Per rispondere bisogna, ancora una volta, prestare attenzione ai fatti che stanno alla base della vicenda processuale, i quali sono oltremodo significativi: innanzitutto, per quanto emerge dalla lettura della sentenza, si tratta di una occupazione risalente niente meno che al mese di maggio 1998; son trascorsi dunque quasi vent’anni d’occupazione abusiva, senza che il privato, spoliato della disponibilità dell’area ma non del diritto di proprietà, per cui ha continuato ad essere sottoposto alla tassazione, abbia ricevuto qualche ristoro. Sarà forse per questa ragione che avrà (egli) tergiversato, fatto sta che ad un certo momento ha deciso di ricorrere alla giustizia, e la sentenza è arrivata finalmente nel 2017, dopo una prima decisione parziale risalente al 2015. Tuttavia non è finita qui, almeno in questo caso, perché il dispositivo non indica il quantum, ma si limita ad individuare, ancorché in modo puntuale, i parametri di liquidazione del danno da occupazione e del ristoro per abdicazione della proprietà, rimettendo necessariamente le parti ad un successivo giudizio per la quantificazione.
Passerà ancora del tempo, credo di non sbagliare se azzardo a dire anni, per giungere in definitiva ad una sentenza specifica di condanna, che contenga nel proprio dispositivo l’individuazione della somma dovuta dall’Anas per la propria illegale condotta, dunque non soltanto un parametro di determinazione di essa.

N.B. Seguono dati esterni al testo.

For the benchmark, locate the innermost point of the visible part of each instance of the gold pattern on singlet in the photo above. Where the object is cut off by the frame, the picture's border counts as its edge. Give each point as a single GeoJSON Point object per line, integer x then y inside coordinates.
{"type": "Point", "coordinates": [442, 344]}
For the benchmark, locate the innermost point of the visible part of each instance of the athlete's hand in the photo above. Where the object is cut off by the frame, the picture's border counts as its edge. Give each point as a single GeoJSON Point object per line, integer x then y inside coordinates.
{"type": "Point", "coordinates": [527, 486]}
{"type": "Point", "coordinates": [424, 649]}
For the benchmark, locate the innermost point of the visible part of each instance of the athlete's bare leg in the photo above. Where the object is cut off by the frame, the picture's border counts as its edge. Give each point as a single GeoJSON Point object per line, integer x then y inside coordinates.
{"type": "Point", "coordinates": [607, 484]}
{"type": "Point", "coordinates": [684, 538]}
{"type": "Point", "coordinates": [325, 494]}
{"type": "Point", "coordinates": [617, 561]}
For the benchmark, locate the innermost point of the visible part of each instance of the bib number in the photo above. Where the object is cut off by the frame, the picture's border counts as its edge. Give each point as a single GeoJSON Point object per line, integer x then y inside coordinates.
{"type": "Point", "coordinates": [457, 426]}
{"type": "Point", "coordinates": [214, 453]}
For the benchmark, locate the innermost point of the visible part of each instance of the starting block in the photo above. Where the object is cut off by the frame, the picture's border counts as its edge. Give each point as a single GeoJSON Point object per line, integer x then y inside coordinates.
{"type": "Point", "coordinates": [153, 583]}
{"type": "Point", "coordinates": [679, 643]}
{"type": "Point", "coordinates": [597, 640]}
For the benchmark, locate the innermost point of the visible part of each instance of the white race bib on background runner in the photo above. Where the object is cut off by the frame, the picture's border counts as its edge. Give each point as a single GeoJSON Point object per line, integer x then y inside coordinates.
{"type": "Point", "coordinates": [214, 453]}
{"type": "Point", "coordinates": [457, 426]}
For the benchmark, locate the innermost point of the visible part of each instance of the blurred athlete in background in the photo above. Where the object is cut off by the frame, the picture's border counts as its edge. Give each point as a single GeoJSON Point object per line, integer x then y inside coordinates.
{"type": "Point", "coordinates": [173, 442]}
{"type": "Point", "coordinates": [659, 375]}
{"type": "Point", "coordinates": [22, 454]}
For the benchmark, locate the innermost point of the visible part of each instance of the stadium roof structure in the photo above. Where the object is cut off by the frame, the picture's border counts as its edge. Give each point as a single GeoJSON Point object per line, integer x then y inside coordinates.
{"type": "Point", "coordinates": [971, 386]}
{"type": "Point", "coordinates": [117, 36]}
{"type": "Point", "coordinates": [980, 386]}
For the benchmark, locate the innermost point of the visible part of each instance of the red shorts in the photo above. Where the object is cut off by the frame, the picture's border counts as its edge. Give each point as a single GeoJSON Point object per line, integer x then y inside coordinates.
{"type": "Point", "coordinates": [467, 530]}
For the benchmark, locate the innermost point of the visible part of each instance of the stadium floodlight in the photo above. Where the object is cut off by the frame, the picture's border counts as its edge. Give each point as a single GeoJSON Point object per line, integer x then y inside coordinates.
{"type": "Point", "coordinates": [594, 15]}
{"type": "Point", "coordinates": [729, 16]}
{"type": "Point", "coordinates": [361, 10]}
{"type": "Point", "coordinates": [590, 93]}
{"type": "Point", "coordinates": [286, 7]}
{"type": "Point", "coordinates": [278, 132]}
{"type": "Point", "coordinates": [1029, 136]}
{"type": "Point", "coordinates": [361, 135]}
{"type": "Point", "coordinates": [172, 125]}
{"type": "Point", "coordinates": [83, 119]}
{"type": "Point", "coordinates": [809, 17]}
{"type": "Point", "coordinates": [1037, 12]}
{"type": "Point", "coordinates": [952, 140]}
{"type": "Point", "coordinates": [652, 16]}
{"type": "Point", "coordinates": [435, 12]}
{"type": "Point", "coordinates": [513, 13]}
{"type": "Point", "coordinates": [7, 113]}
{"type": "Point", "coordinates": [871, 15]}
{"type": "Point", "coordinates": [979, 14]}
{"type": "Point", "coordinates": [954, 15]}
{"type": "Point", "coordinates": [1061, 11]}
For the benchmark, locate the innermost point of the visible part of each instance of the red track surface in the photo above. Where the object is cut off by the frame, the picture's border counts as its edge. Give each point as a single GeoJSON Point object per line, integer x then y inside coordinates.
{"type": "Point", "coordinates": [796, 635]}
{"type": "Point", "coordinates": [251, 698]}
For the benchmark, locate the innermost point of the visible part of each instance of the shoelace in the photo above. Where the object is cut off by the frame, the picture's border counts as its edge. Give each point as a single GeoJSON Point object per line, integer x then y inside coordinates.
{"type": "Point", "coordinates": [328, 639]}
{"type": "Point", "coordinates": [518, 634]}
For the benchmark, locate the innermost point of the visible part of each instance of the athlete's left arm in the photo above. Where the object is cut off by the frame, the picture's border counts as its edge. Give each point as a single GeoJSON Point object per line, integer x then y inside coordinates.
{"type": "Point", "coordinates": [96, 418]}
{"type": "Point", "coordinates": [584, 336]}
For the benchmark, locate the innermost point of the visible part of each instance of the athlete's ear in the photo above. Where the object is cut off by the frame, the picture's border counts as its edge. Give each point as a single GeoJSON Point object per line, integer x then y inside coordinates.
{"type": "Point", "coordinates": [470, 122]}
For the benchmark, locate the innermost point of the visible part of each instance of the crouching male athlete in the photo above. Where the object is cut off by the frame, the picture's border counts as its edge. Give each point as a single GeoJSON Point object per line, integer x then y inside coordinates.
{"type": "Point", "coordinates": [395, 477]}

Vuol essere questa tediante chiacchierata un invito dunque ad abbandonare la partita prima ancora di averla giocata? Niente affatto, semmai il contrario, nel senso di non tergiversare quando si verificano simili situazioni, non lasciar passare troppo tempo confidando in un maieutico evento miracoloso, e tanto meno di pensare che situazioni come quella decisa dal T.A.R. Lombardia non saranno poi così comuni, dal momento che, di contro, la loro frequenza è testimoniata dal florilegio di sentenze in materia, e per quanto possa servire ne ho testimonianza diretta con i diversi casi che nella mia attività professionale mi capita di esaminare.